Ainsi, tout l’hiver, Daniel a peaufiné ses recettes, tandis que Jason, mû par un même perfectionnisme, mixait ses expériences acquises à Montréal et dans l’Ouest canadien, explorant les secrets du feuilleté, oh ! combien délicat, des croissants.
Été 2017. Un an plus tard, presque jour pour jour, la nouvelle boulangerie migre au Presbytère, marquant de bon augure la première étape de reconversion de ce beau bâtiment patrimonial, au centre du village. Nuances de grains est désormais ouverte du mercredi au dimanche, au grand bonheur des touristes de passage et des Anjennois qui peu à peu découvrent ou retrouvent le plaisir d’aller à la boulangerie. “Je rencontre plein de nouvelles personnes venues de l’extérieur, mais demeurant à l’Anse”, se réjouit Diane.
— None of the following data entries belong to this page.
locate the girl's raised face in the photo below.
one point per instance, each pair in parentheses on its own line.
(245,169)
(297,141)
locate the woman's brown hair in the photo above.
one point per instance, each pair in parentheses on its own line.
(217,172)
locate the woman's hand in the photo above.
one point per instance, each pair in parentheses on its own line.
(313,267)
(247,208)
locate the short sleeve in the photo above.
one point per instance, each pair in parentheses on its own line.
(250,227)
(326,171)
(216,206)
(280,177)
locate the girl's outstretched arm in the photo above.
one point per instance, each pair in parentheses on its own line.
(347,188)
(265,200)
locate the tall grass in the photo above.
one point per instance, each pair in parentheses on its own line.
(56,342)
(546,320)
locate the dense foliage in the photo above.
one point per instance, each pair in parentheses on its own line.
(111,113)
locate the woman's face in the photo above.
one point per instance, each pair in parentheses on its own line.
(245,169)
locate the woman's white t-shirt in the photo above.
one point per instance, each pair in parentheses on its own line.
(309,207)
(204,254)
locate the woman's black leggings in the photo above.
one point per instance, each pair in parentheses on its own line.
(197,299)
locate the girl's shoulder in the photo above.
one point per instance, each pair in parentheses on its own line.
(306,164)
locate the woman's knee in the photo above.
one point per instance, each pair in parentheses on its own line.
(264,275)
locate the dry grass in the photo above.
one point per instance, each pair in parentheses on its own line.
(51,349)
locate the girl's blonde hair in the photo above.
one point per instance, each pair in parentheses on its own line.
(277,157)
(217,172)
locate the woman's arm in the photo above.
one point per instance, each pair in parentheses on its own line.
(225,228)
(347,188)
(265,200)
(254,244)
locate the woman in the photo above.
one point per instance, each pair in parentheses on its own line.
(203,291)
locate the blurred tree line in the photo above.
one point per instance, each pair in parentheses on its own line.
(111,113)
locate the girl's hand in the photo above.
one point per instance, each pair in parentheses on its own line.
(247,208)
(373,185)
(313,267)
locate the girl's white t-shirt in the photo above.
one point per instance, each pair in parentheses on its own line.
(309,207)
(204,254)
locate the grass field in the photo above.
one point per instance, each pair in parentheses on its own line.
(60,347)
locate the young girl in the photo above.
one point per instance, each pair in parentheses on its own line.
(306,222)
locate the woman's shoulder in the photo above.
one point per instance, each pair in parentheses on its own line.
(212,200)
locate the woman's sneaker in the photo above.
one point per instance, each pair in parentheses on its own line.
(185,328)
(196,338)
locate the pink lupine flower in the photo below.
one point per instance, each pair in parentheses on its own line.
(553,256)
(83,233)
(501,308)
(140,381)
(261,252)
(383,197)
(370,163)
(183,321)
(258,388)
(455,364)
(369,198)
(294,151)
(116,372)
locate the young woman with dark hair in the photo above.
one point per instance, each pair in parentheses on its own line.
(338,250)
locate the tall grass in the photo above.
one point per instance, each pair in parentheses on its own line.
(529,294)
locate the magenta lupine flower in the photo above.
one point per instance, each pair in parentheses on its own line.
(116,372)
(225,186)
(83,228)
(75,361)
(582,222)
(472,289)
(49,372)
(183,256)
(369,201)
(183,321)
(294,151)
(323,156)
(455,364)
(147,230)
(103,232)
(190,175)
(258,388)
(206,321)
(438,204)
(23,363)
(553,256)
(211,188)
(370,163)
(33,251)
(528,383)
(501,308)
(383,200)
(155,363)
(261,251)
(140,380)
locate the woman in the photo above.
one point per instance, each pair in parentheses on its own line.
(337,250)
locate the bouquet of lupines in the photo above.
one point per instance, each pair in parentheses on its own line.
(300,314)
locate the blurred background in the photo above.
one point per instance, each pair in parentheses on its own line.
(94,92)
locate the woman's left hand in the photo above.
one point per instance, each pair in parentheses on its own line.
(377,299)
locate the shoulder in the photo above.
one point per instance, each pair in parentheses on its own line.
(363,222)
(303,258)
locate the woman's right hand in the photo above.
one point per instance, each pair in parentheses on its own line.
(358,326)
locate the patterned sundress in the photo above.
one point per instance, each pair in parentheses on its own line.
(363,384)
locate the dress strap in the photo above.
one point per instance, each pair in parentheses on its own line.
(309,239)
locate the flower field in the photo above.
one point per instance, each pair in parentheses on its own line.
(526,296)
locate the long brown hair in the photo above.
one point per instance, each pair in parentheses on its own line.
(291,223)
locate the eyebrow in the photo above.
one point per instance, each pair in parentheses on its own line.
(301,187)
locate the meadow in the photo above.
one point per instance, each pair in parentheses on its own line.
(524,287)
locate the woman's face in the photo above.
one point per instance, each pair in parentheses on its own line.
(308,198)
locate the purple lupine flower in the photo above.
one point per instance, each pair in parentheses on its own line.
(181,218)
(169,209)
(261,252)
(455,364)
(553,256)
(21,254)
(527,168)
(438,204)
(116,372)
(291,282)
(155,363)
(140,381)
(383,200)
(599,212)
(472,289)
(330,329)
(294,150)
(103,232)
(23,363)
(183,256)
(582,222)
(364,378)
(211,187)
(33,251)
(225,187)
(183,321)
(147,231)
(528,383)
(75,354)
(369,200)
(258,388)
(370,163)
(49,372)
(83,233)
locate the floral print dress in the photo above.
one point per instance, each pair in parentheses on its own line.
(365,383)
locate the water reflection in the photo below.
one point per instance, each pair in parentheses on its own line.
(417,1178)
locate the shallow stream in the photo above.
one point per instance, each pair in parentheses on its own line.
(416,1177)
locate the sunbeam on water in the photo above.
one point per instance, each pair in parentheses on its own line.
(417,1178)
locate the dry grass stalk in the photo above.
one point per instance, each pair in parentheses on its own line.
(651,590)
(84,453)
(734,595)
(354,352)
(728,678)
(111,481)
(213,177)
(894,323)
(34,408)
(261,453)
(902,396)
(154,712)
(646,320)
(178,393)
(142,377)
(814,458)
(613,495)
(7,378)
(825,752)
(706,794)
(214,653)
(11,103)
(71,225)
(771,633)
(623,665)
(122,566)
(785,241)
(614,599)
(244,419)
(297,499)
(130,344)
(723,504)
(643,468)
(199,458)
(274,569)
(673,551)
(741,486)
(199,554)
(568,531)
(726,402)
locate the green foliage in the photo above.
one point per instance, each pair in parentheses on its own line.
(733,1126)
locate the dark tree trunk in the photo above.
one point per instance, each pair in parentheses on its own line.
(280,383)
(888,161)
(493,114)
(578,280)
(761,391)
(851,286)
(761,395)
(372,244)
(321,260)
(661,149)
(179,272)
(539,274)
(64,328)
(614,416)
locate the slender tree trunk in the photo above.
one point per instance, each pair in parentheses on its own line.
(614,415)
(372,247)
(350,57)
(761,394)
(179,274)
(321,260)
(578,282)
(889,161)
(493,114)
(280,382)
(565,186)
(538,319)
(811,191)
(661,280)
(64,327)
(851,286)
L’enthousiasme aidant, l’équipe a élargi son répertoire, Daniel orchestrant les pains gourmands (miel-raisin-noisette, canneberge, chocolat-sésame, lin-tournesol ou campagnard) et Jason les viennoiseries (chocolatine, croissants aux amandes, muffins et autres biscuits, sans oublier les chaussons fourrés au cerf et aux pleurotes du Saguenay et le nouveau McDan (clin d’œil au boulanger), une délicieuse danoise œuf-fromage-jambon et légume vert. Tout cela peut s’emporter ou se déguster sur le pouce avec un vrai café autour du comptoir, dans la salle arrière du Presbytère, sur les bancs de la galerie extérieure ou dans l’herbe, sur une nappe, façon joyeux pique-nique.
Debout quotidiennement à 4 heures du matin, Daniel et Jason sont “brûlés mais ravis”. Quant à la boulangère, toujours chic et charmante, elle donne au lieu l’atmosphère délicieuse d’une comédie musicale des années 50. On leur souhaite de durer aussi longtemps que la vaillante Pâtisserie Louise qui continue au bord du quai à régaler les papilles de ses tartes aux framboises.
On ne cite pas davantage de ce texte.